Scaling with Ray¶
Usually, we want to run Kazu over large number of documents, so we need a framework to handle the distributed processing.
Ray is a simple to use Actor style framework that works extremely well for this. In this example,
we demonstrate how Ray can be used to scale Kazu over multiple cores.
Note
Ray can also be used in a multi node environment, for extreme scaling. Please refer to the Ray docs for this.
Overview¶
We’ll use the Kazu LLMNERStep
with some clean up actions to build a Kazu pipeline.
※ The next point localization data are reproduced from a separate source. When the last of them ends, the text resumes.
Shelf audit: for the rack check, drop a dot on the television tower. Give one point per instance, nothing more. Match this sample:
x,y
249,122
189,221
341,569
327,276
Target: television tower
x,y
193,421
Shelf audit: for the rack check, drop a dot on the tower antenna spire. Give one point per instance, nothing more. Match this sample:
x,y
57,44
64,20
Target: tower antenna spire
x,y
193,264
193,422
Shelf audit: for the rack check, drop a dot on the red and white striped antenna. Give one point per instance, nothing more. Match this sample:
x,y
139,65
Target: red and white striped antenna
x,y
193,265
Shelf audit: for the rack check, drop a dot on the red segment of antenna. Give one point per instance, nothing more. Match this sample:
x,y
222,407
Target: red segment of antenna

We’ll then create multiple
Ray actors to instantiate this pipeline, then feed those actors Kazu Document
s through ray.util.queue.Queue
.
The actors will process the documents, and write the results to another ray.util.queue.Queue
. The main process will then
read from this second queue and write the results to disk.
The code for this orchestration is in `scripts/examples/annotate_with_llm.py`
and the configuration is in
`scripts/examples/conf/annotate_with_llm/default.yaml`
The script can be executed with:
$ python scripts/examples/annotate_with_llm.py --config-path /<fully qualified>/kazu/scripts/examples/conf hydra.job.chdir=True
Note
You will need to add values for the configuration keys marked ???, such as your input directory, vertex config etc.